For more information on machine learning, see Get Started with Statistics and Machine Learning Toolbox (Statistics and Machine Learning Toolbox).
Required Hardware
Use an Arduino board with an onboard IMU sensor. This example uses Arduino Nano 33 IoT that has an onboard LSM6DS3 IMU sensor. This helps you to easily hold the hardware in your hand while you draw shapes in the air. Alternatively, you can connect an IMU sensor to any Arduino board that has a sufficiently large memory. For more information on how to connect an IMU sensor to your Arduino board, refer to the sensor datasheet.
USB cable
Hardware Setup
Connect the Arduino Nano 33 IoT board to the host computer using the USB cable.
Capture Data Set for Training Machine Learning Algorithm
This example provides you with the MAT file shapes_training_data.mat
containing the data set for the circle and triangle shapes.

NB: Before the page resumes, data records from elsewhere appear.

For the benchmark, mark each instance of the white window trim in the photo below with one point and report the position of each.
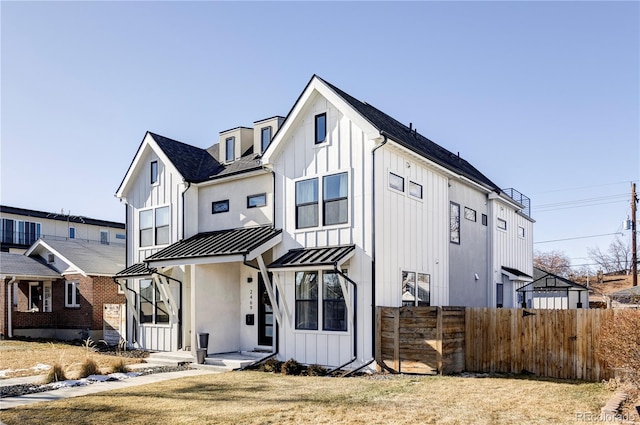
(321, 202)
(76, 302)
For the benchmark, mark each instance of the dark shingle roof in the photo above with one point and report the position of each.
(326, 256)
(198, 165)
(414, 141)
(222, 242)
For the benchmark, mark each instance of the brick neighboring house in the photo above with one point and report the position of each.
(60, 289)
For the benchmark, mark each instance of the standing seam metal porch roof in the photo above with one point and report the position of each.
(222, 242)
(303, 257)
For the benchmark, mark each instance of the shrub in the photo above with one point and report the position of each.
(55, 374)
(272, 365)
(119, 367)
(619, 343)
(89, 367)
(316, 370)
(291, 367)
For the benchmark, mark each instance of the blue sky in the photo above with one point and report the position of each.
(540, 96)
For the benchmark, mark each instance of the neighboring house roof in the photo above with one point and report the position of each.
(545, 281)
(303, 257)
(59, 217)
(85, 257)
(218, 243)
(21, 266)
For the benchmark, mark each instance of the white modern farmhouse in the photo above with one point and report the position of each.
(284, 237)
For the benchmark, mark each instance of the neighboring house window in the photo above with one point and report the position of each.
(154, 172)
(469, 214)
(220, 206)
(46, 297)
(415, 189)
(254, 201)
(416, 293)
(454, 223)
(335, 202)
(152, 309)
(321, 128)
(396, 182)
(230, 149)
(307, 300)
(154, 226)
(306, 203)
(265, 137)
(334, 308)
(72, 294)
(34, 296)
(162, 226)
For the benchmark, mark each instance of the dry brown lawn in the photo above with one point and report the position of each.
(264, 398)
(25, 358)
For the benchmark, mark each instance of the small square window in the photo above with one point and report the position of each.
(254, 201)
(469, 214)
(220, 206)
(154, 172)
(415, 189)
(396, 182)
(321, 128)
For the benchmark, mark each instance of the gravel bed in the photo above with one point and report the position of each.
(23, 389)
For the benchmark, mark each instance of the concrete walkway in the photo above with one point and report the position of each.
(96, 387)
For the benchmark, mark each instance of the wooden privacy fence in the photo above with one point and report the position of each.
(551, 343)
(422, 340)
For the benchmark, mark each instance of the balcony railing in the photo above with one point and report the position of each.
(521, 199)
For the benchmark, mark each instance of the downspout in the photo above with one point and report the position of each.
(10, 306)
(373, 242)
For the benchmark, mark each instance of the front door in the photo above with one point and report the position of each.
(265, 315)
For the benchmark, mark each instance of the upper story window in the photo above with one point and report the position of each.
(415, 189)
(154, 226)
(321, 128)
(454, 223)
(306, 203)
(255, 201)
(335, 205)
(154, 172)
(265, 137)
(230, 149)
(220, 206)
(396, 182)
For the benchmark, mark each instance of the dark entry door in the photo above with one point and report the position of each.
(265, 315)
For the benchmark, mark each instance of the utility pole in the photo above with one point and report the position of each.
(634, 252)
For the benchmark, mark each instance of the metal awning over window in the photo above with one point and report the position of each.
(326, 258)
(515, 274)
(223, 246)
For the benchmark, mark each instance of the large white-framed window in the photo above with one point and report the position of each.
(152, 309)
(72, 294)
(154, 226)
(416, 289)
(334, 200)
(317, 304)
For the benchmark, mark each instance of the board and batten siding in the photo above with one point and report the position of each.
(411, 234)
(347, 149)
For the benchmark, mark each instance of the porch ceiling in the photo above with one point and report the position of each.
(223, 244)
(326, 257)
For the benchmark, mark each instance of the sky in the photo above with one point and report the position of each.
(540, 96)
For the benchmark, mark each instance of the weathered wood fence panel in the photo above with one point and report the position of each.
(552, 343)
(423, 340)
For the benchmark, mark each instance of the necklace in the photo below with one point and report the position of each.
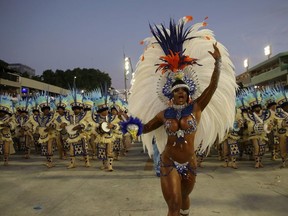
(179, 107)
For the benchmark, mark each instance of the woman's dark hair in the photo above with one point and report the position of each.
(44, 108)
(177, 82)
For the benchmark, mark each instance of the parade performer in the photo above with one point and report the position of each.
(7, 124)
(61, 133)
(190, 88)
(259, 124)
(115, 112)
(75, 125)
(22, 131)
(105, 139)
(230, 144)
(43, 124)
(89, 132)
(281, 96)
(35, 133)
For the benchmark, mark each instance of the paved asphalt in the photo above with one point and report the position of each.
(28, 188)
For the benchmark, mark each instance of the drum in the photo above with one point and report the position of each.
(70, 130)
(104, 127)
(259, 128)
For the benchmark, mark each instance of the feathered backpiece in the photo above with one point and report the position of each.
(23, 105)
(43, 99)
(175, 53)
(281, 95)
(252, 97)
(268, 96)
(240, 103)
(6, 103)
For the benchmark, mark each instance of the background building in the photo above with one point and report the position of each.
(22, 69)
(272, 71)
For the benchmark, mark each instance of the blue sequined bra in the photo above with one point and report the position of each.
(180, 121)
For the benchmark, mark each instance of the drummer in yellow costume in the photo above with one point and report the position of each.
(105, 139)
(230, 143)
(259, 124)
(75, 125)
(281, 96)
(7, 124)
(43, 124)
(115, 110)
(22, 131)
(89, 132)
(61, 134)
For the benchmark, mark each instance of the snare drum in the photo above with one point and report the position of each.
(104, 127)
(70, 130)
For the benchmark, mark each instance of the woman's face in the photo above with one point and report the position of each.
(180, 96)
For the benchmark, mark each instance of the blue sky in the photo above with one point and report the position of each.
(65, 34)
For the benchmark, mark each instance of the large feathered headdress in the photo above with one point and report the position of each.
(182, 55)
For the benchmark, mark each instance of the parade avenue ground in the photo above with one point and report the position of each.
(27, 187)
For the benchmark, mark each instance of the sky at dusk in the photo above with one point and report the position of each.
(66, 34)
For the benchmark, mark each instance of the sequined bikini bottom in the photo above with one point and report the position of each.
(183, 169)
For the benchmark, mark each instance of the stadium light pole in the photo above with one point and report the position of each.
(127, 67)
(246, 64)
(267, 51)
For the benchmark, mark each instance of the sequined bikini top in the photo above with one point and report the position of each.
(180, 121)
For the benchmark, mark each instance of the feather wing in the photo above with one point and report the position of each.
(219, 114)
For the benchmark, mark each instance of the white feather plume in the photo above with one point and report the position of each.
(218, 115)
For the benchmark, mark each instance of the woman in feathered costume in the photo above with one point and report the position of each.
(188, 91)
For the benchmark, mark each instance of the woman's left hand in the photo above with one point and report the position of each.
(216, 54)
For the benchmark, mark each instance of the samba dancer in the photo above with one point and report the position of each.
(182, 103)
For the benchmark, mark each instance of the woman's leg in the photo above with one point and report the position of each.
(171, 189)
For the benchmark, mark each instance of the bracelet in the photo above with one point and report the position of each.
(218, 63)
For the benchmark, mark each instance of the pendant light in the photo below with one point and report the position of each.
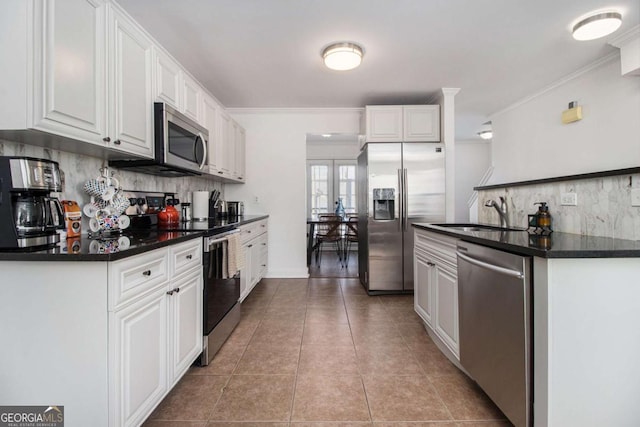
(597, 25)
(342, 56)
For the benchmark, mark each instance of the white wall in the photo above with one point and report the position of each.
(473, 159)
(530, 141)
(276, 160)
(341, 150)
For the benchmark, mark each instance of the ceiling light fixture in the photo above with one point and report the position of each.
(597, 25)
(342, 56)
(486, 131)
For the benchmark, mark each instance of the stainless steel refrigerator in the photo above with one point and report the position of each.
(398, 184)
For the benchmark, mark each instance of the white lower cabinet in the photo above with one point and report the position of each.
(436, 287)
(185, 327)
(138, 378)
(255, 243)
(156, 335)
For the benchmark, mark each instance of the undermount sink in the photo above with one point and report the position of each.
(477, 227)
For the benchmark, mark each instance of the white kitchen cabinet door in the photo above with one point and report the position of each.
(263, 257)
(69, 69)
(230, 150)
(383, 123)
(424, 279)
(191, 98)
(130, 83)
(185, 329)
(421, 123)
(240, 153)
(223, 145)
(245, 273)
(167, 87)
(446, 298)
(138, 359)
(210, 119)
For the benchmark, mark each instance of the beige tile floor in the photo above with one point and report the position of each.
(321, 352)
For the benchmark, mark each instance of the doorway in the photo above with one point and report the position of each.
(331, 177)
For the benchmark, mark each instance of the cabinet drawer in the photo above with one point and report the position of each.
(443, 248)
(252, 230)
(136, 276)
(185, 256)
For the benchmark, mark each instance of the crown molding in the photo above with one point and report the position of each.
(293, 110)
(596, 64)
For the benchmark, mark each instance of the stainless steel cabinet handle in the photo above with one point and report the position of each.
(497, 269)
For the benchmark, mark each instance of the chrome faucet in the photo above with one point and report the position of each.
(502, 210)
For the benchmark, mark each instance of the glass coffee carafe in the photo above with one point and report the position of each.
(30, 213)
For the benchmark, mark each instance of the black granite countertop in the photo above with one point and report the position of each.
(555, 245)
(129, 243)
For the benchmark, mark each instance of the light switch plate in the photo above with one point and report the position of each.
(569, 199)
(635, 197)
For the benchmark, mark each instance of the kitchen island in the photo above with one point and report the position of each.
(585, 316)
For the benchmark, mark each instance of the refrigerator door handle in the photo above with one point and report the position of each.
(399, 199)
(405, 197)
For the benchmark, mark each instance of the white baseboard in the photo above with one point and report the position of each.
(288, 274)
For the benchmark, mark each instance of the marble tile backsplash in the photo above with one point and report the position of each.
(78, 168)
(604, 206)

Run this command in the MATLAB Command Window to load this file in MATLAB.
load shapes_training_data
The shapes_training_data
MAT file contains 119 data samples that are read from the accelerometer and gyroscope on the IMU sensor. These 119 samples are grouped into 100 frames, with each frame representing a hand gesture. Each frame has six values that are obtained from the X-, Y-, and Z- axes of the accelerometer and gyroscope, respectively. A total of 11,900 observations are stored in the data set for the circle and triangle shapes.

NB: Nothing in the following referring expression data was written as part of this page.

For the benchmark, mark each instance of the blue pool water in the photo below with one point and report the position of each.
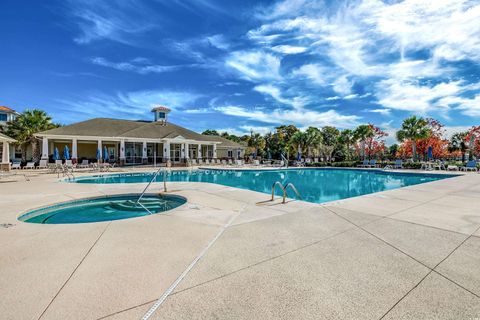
(102, 209)
(315, 185)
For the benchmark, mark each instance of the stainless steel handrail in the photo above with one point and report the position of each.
(291, 185)
(281, 187)
(148, 185)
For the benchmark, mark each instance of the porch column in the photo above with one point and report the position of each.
(182, 151)
(144, 153)
(122, 152)
(187, 151)
(99, 147)
(74, 150)
(166, 150)
(44, 148)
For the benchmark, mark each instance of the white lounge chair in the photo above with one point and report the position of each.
(29, 165)
(16, 165)
(84, 164)
(43, 164)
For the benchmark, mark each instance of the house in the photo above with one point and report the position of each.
(7, 114)
(130, 142)
(5, 142)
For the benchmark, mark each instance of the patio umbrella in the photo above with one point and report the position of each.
(56, 155)
(66, 153)
(105, 154)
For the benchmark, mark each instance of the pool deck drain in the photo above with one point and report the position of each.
(407, 253)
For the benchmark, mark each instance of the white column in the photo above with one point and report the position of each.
(122, 149)
(166, 150)
(44, 148)
(99, 147)
(187, 151)
(74, 149)
(144, 150)
(6, 152)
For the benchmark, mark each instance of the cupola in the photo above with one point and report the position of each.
(161, 113)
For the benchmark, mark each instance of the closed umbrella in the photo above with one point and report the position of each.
(66, 153)
(430, 153)
(56, 155)
(105, 154)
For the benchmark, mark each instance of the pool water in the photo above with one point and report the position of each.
(102, 209)
(314, 184)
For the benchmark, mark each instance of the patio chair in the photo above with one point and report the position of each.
(29, 165)
(16, 165)
(43, 164)
(398, 164)
(84, 164)
(470, 166)
(364, 164)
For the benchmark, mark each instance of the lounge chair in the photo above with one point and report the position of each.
(84, 164)
(43, 164)
(29, 165)
(16, 165)
(398, 164)
(365, 164)
(470, 166)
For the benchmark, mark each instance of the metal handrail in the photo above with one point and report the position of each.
(281, 187)
(284, 189)
(148, 185)
(291, 185)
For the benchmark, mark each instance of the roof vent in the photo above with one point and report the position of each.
(161, 113)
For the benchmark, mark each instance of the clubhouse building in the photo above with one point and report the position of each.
(130, 142)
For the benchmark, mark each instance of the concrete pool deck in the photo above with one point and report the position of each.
(409, 253)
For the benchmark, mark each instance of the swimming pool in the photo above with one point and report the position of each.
(103, 209)
(314, 184)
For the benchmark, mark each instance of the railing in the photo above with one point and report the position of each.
(284, 189)
(148, 185)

The cature_training_data.m
file captures the training data for the arduino_machinelearning_shapes
model. You can train the model using preconfigured MATLAB code in the capture_training_data.m
file and store the trained data in the shapes_training_data.mat
file.
This example uses the gr_script_shapes.m
file to preprocess the data set for the circle and triangle shapes, train the machine learning algorithm with the data set, and evaluate algorithm's ability to accurately predict the shapes. Follow this procedure to train and store the data in the MAT file shapes_training_data.mat
.
1. In the MATLAB Command Window, run this command to edit the gr_script_shapes.m
file. The MATLAB function in this file loads data from the shapes_training_data.mat
file, preprocesses and trains the data, and then performs a five-fold cross-validation for an ensemble classifier and compute its validation accuracy.
edit gr_script_shapes;
2. Configure these parameters.
a. Set the acceleration threshold for movement detection. Specify this value in the accelerationThreshold
parameter. In this example, the threshold is set to 2.5
. For more information on how to adjust the acceleration threshold for an IMU sensor, refer to the sensor datasheet.
b. To read data from the LSM6DS3 IMU sensor, create an lsm6ds3
object and specify the number of samples read in a single execution of the read function. In this example, the parameter is set to 119
.
c. Specify the number of frames to be captured per gesture in the while
loop. In this example, 100
frames are captured per gesture.
3. Hold the Arduino hardware in the palm of your hand and draw a circle in the air. If you want to create a data set of 100 frames for a circle, draw a circle 100 times in the air. Run this command in the MATLAB Command Window.
circle_data = shapes_training_data;
In the MATLAB Command Window, observe the value of the Gesture no. variable rising each time you draw a circle.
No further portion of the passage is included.